Es difícil deducir cuáles fueron las consecuencias de la era de los bucaneros. Para los españoles, la aparición de los que ellos llamaban «los diablos del infierno», fue evidentemente desastrosa. Se puede compartir la opinión de los españoles, sobre todo cuando se leen algunos de los relatos de Exquemelin sobre Pedro el brasileño, el cual solía pasear por las calles de Jamaica segando a hachazo limpio piernas y brazos de inocentes transeúntes; o sobre el primer jefe del cirujano, que colocaba un barril de vino en mitad de la calle, y obligaba a todo el que pasaba por delante a beber de él o morir allí mismo de un pistoletazo; o respecto a otros amigos suyos que asaban mujeres desnudas sobre piedras calientes, luchaban bajo el agua contra los caimanes, o torturaban a los prisioneros para que les revelasen dónde escondían sus tesoros.
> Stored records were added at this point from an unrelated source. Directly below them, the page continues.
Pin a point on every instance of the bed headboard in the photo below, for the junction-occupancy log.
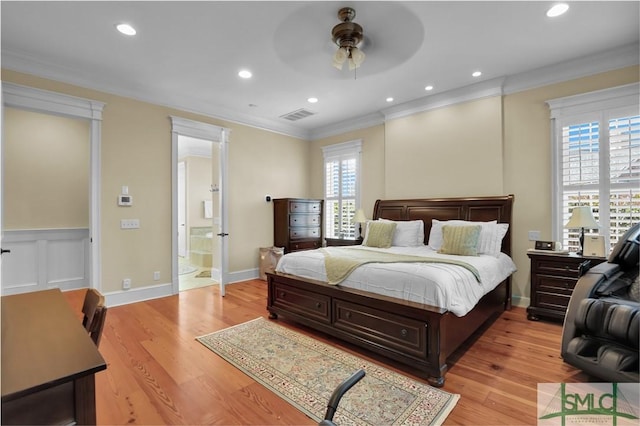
(477, 209)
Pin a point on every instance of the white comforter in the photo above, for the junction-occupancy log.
(443, 285)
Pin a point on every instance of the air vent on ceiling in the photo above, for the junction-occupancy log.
(297, 114)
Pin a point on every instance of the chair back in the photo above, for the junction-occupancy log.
(95, 313)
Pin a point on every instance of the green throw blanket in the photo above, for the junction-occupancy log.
(339, 262)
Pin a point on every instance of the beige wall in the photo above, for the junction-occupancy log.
(448, 152)
(502, 145)
(136, 151)
(372, 164)
(527, 158)
(492, 146)
(46, 171)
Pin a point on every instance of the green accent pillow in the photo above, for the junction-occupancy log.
(379, 234)
(460, 240)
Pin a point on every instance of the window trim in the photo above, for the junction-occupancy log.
(335, 151)
(597, 105)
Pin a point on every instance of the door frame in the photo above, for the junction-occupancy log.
(215, 134)
(48, 102)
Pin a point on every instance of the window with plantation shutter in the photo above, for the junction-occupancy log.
(596, 157)
(341, 188)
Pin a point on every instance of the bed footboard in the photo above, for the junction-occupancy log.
(416, 335)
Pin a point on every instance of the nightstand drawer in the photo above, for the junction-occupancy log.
(300, 233)
(304, 245)
(555, 284)
(302, 207)
(553, 267)
(553, 301)
(304, 220)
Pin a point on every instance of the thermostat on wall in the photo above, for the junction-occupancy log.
(125, 200)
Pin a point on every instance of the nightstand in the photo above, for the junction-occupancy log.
(343, 241)
(553, 278)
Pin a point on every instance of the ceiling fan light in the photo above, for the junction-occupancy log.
(339, 57)
(357, 56)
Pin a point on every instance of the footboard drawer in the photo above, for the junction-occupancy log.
(388, 330)
(301, 302)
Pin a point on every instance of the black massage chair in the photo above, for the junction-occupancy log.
(602, 325)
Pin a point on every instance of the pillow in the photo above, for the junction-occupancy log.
(409, 233)
(489, 242)
(460, 240)
(379, 234)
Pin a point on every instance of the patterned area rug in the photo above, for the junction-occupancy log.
(305, 372)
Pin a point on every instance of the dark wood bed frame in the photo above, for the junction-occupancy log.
(420, 336)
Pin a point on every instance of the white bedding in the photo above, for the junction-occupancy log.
(443, 285)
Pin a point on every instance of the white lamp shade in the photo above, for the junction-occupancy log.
(339, 57)
(582, 217)
(359, 217)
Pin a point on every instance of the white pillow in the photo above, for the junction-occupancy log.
(409, 233)
(490, 240)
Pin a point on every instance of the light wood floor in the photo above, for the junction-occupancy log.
(157, 373)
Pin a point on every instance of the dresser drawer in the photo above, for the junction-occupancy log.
(554, 301)
(389, 330)
(301, 233)
(303, 207)
(306, 303)
(304, 245)
(557, 284)
(553, 267)
(304, 220)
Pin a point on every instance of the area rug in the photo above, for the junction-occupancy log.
(304, 372)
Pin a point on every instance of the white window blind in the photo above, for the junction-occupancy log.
(597, 161)
(341, 188)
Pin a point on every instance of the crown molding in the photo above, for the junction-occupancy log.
(611, 59)
(30, 65)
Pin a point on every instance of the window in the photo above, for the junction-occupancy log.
(341, 188)
(596, 150)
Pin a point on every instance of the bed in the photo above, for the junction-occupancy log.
(422, 336)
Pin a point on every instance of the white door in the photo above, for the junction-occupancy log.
(215, 137)
(182, 216)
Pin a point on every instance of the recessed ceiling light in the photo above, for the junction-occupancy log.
(557, 10)
(126, 29)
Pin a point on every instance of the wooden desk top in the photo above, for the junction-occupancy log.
(43, 344)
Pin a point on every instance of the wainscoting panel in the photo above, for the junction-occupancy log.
(45, 258)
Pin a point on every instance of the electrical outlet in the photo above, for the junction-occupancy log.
(534, 235)
(129, 223)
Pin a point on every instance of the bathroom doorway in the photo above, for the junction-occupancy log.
(198, 213)
(199, 153)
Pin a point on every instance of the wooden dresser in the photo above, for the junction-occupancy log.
(297, 223)
(553, 278)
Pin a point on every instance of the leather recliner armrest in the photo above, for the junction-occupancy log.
(585, 288)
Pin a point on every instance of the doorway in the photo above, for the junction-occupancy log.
(198, 217)
(199, 205)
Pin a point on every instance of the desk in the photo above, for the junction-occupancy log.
(48, 361)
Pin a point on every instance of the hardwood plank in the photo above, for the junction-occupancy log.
(158, 373)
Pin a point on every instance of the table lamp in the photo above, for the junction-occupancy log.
(581, 218)
(359, 218)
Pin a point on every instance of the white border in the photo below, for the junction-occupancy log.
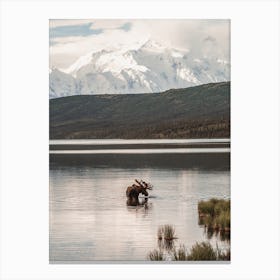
(255, 138)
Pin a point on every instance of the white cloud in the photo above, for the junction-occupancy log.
(53, 23)
(188, 34)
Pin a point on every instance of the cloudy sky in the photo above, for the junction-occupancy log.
(70, 39)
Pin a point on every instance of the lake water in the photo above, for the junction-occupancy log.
(89, 218)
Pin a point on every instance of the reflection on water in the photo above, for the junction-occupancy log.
(89, 218)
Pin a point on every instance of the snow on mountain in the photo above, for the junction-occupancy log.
(150, 67)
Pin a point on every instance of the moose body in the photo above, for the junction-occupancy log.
(132, 192)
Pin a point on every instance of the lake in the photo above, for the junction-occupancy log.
(89, 218)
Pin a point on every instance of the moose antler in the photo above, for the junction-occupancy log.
(145, 185)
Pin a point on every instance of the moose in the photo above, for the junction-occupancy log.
(132, 192)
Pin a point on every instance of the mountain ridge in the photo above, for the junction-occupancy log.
(196, 112)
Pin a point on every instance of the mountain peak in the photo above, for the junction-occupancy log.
(148, 67)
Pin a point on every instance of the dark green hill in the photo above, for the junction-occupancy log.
(196, 112)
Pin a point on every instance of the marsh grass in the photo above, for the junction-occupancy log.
(202, 252)
(166, 232)
(180, 254)
(156, 255)
(215, 214)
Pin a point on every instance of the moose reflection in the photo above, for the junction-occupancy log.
(132, 192)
Quizás la consecuencia de la aparición de los bucaneros no fue lo que realizaron de hecho, sino lo que impidieron que ocurriese. Mientras la Hermandad de la Costa asestaba duros golpes al pulpo español en su mismo centro del Caribe, sus tentáculos tenían que retraerse para proteger sus puntos más vitales. Por lo tanto, el imperio español no pudo expansionarse hacia las incipientes colonias que se estaban formando a lo largo de la costa norteamericana, como hubiera sido razonable, y como muchas personas esperaban y otros temían.